Data privacy is a concern to many preppers, and some even take measures — like traveling with a burner phone or laptop — to prevent border authorities from rummaging through their devices when traveling internationally. In recent years, some have even referred to the US border as a “constitution-free zone” because citizens returning home, such as journalists or tech executives, have had their devices seized and searched without any legitimate cause.
Groups like the ACLU have started to fight back, and a new federal court ruling determined ICE and CBP searches without reasonable suspicion are unconstitutional.
These so-called “suspicionless searches” have dramatically increased in recent years, with 108,000 searches over the five years ending in 2018, 33,000 of which happened in 2018 alone.
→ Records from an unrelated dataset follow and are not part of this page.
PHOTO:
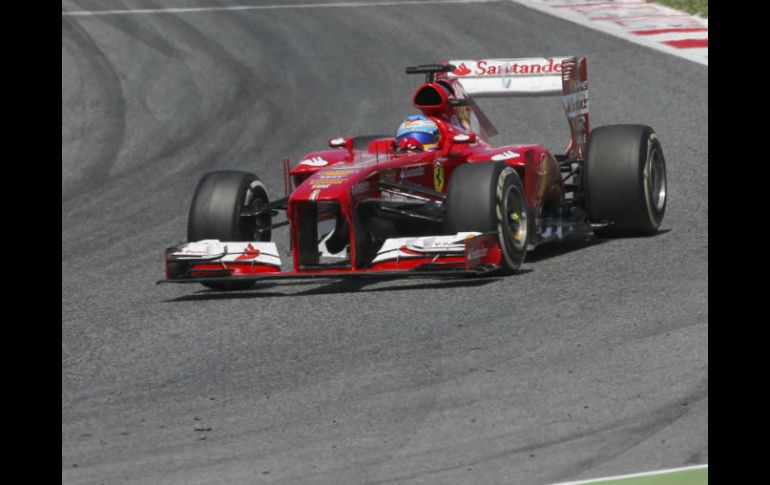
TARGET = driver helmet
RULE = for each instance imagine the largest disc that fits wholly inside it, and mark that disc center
(422, 129)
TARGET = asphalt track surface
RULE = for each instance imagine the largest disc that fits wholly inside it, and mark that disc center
(593, 361)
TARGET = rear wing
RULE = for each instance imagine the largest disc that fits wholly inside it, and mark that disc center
(533, 76)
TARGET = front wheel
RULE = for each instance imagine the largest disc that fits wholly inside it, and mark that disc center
(489, 197)
(625, 180)
(215, 213)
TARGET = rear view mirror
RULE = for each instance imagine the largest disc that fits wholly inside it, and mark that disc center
(464, 138)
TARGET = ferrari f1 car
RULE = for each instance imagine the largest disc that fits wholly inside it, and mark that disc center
(399, 206)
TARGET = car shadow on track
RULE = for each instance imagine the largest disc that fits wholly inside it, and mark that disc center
(337, 287)
(576, 243)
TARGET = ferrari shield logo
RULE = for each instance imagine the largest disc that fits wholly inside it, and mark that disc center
(438, 178)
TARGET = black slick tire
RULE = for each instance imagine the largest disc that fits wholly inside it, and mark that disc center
(625, 180)
(215, 213)
(489, 197)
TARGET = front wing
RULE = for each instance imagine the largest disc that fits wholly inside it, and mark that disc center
(214, 261)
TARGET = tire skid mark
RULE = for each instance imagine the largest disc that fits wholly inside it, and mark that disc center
(110, 119)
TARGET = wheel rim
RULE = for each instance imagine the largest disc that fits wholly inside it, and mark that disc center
(250, 227)
(655, 180)
(516, 217)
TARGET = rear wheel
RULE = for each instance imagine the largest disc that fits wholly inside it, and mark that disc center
(215, 213)
(625, 180)
(489, 197)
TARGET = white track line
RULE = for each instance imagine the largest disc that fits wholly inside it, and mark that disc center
(235, 8)
(635, 475)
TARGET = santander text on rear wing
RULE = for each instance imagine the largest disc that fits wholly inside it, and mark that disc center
(533, 76)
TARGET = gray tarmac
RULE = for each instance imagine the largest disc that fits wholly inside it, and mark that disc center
(592, 361)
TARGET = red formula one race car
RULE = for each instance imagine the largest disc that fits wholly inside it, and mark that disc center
(436, 199)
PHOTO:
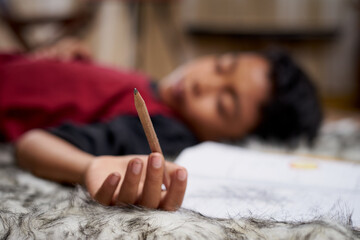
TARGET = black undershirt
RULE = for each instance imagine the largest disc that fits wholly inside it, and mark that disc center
(124, 135)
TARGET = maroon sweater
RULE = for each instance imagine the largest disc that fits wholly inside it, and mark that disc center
(49, 93)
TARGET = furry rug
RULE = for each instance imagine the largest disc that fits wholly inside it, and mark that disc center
(32, 208)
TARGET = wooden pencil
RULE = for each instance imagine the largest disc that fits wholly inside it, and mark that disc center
(148, 128)
(146, 122)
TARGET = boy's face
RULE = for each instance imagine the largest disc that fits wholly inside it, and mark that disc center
(219, 97)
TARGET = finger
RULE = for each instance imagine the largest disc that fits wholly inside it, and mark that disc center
(154, 176)
(175, 194)
(106, 191)
(129, 188)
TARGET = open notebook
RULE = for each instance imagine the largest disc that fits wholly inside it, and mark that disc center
(228, 181)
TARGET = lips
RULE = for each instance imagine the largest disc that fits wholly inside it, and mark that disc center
(178, 90)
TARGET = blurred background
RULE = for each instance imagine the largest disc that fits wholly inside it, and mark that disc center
(157, 36)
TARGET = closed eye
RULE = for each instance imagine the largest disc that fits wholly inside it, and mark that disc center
(225, 64)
Not only do they search your devices, they will often download and store all of the contents for future use.
Despite the volume of searches, the ICE was able to cite only 34 published cases where such data was used in a prosecution (out of 108k searches), which includes cases unrelated to national security — leading the court to conclude that these intrusive searches aren’t really keeping us safer.
“This is a great day for travelers who now can cross the international border without fear that the government will, in the absence of any suspicion, ransack the extraordinarily sensitive information we all carry in our electronic devices,” said Sophia Cope, senior staff attorney with the Electronic Frontier Foundation.
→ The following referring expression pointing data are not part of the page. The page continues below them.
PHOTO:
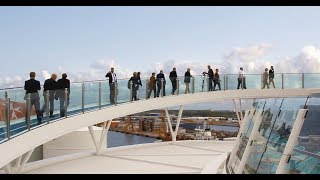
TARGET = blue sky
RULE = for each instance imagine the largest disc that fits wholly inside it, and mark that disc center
(81, 39)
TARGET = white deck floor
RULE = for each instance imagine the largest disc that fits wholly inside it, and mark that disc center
(180, 157)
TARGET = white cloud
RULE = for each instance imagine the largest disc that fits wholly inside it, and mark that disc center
(251, 58)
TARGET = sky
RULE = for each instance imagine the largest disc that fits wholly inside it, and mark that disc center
(85, 42)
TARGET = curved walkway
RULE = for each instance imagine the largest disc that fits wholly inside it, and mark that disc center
(17, 146)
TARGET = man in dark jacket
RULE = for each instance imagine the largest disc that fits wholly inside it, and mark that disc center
(135, 85)
(49, 85)
(60, 93)
(173, 78)
(32, 87)
(210, 73)
(112, 83)
(160, 77)
(187, 77)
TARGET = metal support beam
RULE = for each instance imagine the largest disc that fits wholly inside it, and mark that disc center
(245, 156)
(291, 141)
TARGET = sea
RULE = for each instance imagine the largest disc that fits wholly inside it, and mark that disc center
(116, 139)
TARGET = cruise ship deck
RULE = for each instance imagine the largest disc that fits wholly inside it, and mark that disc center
(181, 157)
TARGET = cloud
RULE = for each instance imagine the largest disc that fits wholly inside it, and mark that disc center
(252, 58)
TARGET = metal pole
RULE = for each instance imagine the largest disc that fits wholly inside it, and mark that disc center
(65, 101)
(131, 89)
(193, 84)
(28, 111)
(47, 105)
(177, 86)
(116, 93)
(7, 116)
(282, 80)
(302, 79)
(99, 95)
(83, 91)
(147, 88)
(162, 87)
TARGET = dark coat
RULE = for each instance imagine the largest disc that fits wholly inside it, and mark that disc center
(187, 77)
(31, 86)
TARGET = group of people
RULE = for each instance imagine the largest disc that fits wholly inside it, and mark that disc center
(155, 84)
(56, 91)
(268, 75)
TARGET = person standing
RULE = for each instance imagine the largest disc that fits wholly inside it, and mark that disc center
(60, 93)
(32, 87)
(216, 80)
(160, 77)
(152, 86)
(187, 77)
(49, 85)
(139, 84)
(135, 83)
(210, 73)
(112, 83)
(265, 76)
(173, 78)
(271, 76)
(241, 79)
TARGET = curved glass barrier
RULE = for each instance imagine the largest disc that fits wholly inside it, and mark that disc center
(87, 96)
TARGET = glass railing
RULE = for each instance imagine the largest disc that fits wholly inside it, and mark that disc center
(93, 95)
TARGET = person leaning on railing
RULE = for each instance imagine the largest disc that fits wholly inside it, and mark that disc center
(32, 87)
(60, 93)
(49, 85)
So no more worries about having problems at the border because you’re in the wrong Facebook group… at least, for the moment.
USC Law Professor Orin Kerr thinks this ruling is likely to be reversed, as other courts have come to conflicting results that will likely need the Supreme Court to resolve. There’s also unrelated procedural issues. A higher court may find that the plaintiffs don’t have standing to bring the case, for example.
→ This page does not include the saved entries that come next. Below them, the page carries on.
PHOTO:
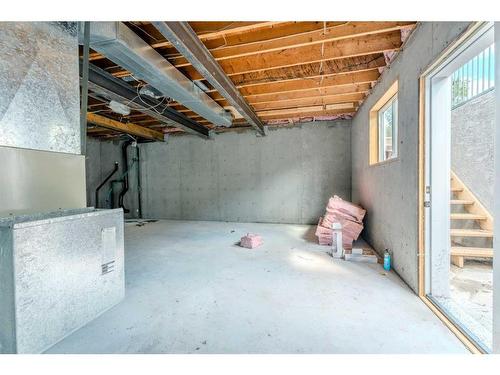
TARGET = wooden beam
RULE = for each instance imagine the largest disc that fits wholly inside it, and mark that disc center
(312, 84)
(330, 34)
(207, 31)
(263, 32)
(308, 93)
(352, 47)
(188, 43)
(305, 110)
(312, 101)
(299, 113)
(129, 128)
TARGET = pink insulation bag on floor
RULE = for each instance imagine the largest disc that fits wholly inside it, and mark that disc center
(251, 241)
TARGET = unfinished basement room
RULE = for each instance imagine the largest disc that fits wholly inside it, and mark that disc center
(249, 187)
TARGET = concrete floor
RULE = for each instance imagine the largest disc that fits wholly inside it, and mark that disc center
(190, 289)
(471, 298)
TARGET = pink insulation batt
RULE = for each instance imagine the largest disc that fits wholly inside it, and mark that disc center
(251, 241)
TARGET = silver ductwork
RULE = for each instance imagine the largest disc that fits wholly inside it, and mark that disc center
(126, 49)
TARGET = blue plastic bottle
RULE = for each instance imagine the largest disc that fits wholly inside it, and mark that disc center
(387, 260)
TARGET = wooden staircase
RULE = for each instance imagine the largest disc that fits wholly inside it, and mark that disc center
(462, 197)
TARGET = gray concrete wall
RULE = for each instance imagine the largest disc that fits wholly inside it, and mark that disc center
(285, 177)
(473, 146)
(389, 191)
(100, 159)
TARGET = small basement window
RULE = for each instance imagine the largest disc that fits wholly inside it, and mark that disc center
(384, 127)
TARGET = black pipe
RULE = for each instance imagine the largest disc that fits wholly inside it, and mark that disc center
(103, 183)
(124, 190)
(139, 187)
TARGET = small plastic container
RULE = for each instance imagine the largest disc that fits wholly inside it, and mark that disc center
(387, 260)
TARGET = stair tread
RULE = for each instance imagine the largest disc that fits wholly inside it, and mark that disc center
(471, 233)
(481, 252)
(467, 216)
(462, 201)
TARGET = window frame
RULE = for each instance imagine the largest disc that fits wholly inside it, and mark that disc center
(393, 104)
(375, 139)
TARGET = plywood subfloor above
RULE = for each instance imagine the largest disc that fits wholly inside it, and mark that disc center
(287, 71)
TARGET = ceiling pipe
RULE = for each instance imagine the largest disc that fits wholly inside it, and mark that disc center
(125, 48)
(103, 86)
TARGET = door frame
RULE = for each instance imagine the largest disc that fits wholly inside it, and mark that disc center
(454, 49)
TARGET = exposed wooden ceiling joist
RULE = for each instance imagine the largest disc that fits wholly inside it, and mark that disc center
(310, 84)
(353, 47)
(312, 101)
(320, 91)
(325, 68)
(330, 34)
(127, 128)
(313, 113)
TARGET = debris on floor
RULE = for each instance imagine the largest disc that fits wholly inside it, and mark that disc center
(349, 215)
(361, 252)
(251, 241)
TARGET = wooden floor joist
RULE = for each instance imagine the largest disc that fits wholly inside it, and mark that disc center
(309, 71)
(309, 93)
(312, 84)
(127, 128)
(322, 35)
(360, 46)
(283, 70)
(311, 101)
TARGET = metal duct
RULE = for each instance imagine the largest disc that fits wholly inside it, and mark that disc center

First, I'm skeptical that there is standing. The standing test for 4A injunctions is a really tough standard under City of LA v. Lyons. As far as I can tell, the ct doesn't cite Lyons or apply that tough test. I suspect CA1 will, and they may reverse on that procedural ground.
— Orin Kerr (@OrinKerr) November 12, 2019
So while this is a great (and frankly surprising) step in the right direction, people worried about data security should continue to take proper steps when traveling until the issue is finally settled.